My setup.py snippets
setup (
# ...
install_requires=[
'Django=1.1',
'MySQL-Python==1.2.3c1',
# etc
],
dependency_links = [ 'packages' ],
# ...
)
So far so good. I should point out that some have suggested pip as a replacement to easy_install. For my rant portion of this post, both pip and easy_install don’t offer any help. If I’m wrong about pip, somebody please point out the proper way to do this..
My problem begins when I find a package with no setup.py file. The package I’m attempting to use is the forum module from Sphene Community Tools. As I download and go through their documentation, I find that they pretty much expect you to just add the sphene package to your python path. That doesn’t fit with my installable website model though so I want to add a simple setup.py file and install it with the rest of my packages.
Issues:
- Package Data
Turbogears contributers worked on a find_package_data function that can recursively add your package data. The fact that this isn’t included yet in the distutils api is quite annoying. I copied the file from another project [1]. I also added ‘.svn’ to the ignore directory list since I was building from the svn view.
- Extra Data
Just as annoying as the package data problem is the static data. I originally thought I could just include the static directory in data files like this:
data_files=[ ('static', findall('static') ]
That just puts every file recursively found in the static directory all in one static directory for the install. Instead, I modified the result returned by the find_package_data function to use the data_files format. Here is my completed setup.py file:
import os from setuptools import setup, find_packages from finddata import find_package_data packages=find_packages('sphenecoll') package_data=find_package_data('sphenecoll') static = find_package_data('static','sphene') # not in correct format static_dict={} # dir -> files for path in static['sphene']: dir, file = os.path.split(path) dir = os.path.join('static', dir ) files = static_dict.setdefault( dir, [] ) files.append(os.path.join('static',path)) setup( name='sphene', version='0.6dev', packages=packages, package_data=package_data, package_dir={'sphene':'sphenecoll/sphene'}, scripts=['dist/scripts/make-messages.py', 'dist/scripts/compile-all-sph-messages.py' ], data_files=static_dict.items() )
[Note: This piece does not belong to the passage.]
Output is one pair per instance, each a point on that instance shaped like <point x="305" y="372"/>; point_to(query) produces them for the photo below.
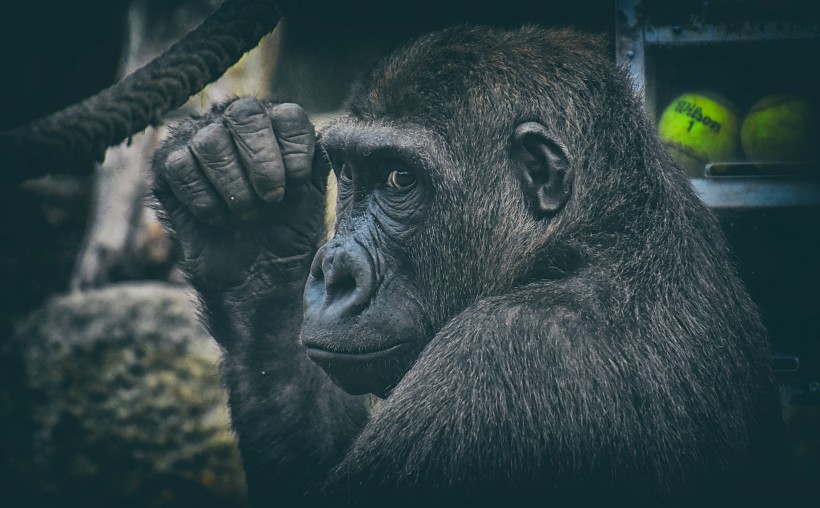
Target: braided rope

If someone else is interested, you can put finddata.py and this setup.py in the sphene/communitytools directory and build your own egg. Not really the point of this post, but perhaps someone will find it useful. Actually, the Sphene tools should be installable I think. The expectation to just put the directory in your PYTHONPATH isn’t very flexible.
- Install from source
Both easy_install and pip didn’t actually copy any of the package data or data files into the installed site-packages. I had to use setuptools bdist_egg and then installing the egg caused the files to be copied correctly.
- No uninstall
This one isn’t really an issue with this install in particular, but it is always annoying.
Maybe one of these days some Python developer will come up with a good solution to the install mess. I’m too busy working on the projects I’ve got to get done aside form the occasional sidetrack that installing Python modules causes.